Temp of 0 gives the least random and most predictable results

moffkalast · on Sept 9, 2023

That's true, but those results are rarely the correct ones, at least for v1 llama models. In my experience each model has an optimal temperature at which it performs vastly better. I'm sure OpenAI have the best config they know set up for ChatGPT but let people generate trash through the API if they want to waste their credits on it.

dontreact · on Sept 9, 2023

Why would the accuracy decrease with lower temperature? Setting temperature to 0 just means at each step the model will emit the token with the highest likelihood.

moffkalast · on Sept 10, 2023

Yes that's what I'm saying, to reiterate: The likeliest token does not lead to the highest performing result. Otherwise temperature wouldn't even be an option. I would imagine things like language word frequency affect the token rating a lot while having nothing to do with the task at hand except providing a correctly formatted answer, but it's probably not the whole story.
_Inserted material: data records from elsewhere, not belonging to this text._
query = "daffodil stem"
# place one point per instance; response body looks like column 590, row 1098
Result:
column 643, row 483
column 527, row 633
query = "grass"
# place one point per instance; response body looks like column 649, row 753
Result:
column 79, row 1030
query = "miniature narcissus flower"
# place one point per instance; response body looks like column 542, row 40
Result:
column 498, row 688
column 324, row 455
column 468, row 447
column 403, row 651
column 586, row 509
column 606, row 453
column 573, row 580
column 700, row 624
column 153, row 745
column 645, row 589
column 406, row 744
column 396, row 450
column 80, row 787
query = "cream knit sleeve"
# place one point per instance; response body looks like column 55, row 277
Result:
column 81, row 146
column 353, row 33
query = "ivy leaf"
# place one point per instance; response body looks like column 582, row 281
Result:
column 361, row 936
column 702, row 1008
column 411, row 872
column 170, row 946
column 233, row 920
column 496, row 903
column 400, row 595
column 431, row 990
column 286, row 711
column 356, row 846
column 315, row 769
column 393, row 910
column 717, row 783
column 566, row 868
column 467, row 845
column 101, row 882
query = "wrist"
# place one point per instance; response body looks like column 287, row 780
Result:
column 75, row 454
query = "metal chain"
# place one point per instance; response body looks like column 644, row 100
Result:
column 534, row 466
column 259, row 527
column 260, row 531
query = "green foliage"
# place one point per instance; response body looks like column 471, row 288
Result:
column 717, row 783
OpenAI (and others that know what they're doing) always do their benchmarks in a multi-sampled way, by running 5 or 20 times at optimal temp. Using a wrapper that runs these samples and then another pass that judges self-consistency for a final answer can give you a correct answer 100% of the time for a question that would be wrong 100% of the time with temp at zero.

lostmsu · on Sept 11, 2023

I had a conversation with a friend regarding this exact question and my understanding is that model trains to optimize the distribution of all texts, therefore when you restrict it to deterministic sampling that is not representative of inputs you select the slice of the distribution that model learned that conveys much less information than the full distribution, and hence has poorer results.
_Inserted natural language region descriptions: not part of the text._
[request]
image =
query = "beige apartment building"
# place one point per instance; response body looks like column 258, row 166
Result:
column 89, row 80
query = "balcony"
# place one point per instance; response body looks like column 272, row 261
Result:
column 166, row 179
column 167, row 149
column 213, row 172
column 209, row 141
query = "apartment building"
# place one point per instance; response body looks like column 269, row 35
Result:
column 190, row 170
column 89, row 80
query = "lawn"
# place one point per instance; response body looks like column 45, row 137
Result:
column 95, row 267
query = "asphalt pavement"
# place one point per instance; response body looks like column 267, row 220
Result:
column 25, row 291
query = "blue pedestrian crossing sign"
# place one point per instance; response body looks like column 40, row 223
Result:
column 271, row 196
Grimblewald · on Sept 10, 2023

Not in my experience, in fact I find that when I need precise, realistic, and reliable results temp 0 is needed. For example, here is a bunch of names, gather the names of specific plastics under headings matching their common acronym - if I don't use temp 0 I might get nonsense out. Temp 0? reliably correct.

moffkalast · on Sept 10, 2023

Interesting, that's the exact opposite of my experience.

circuit10 · on Sept 9, 2023

What do you mean? It works fine for me when I’ve tried it

vincelt · on Sept 9, 2023

Oh neat, thanks for sharing, wanted to add an interpreter to that test

vincelt · on Sept 9, 2023

I used the API from Together[0].

Thanks for sharing your results, they're indeed pretty different. I looked at the source again and did append a "# " before every prompt made by those 10 `code` models (during testing thought that formatting it as a Python comment might help them).

Will re-run the script without that to see if it matches your results.

[0] https://docs.together.ai/docs/models-inference#code-models

vincelt · on Sept 9, 2023

Thanks. I haven’t put it online yet, but will try to clean it (removing API keys & all) tonight/tomorrow and publish it

jmorgan · on Sept 9, 2023

:-) that's awesome. Thanks! Nice work on this.

vincelt · on Aug 25, 2023

Interesting, what about it makes you sleep better?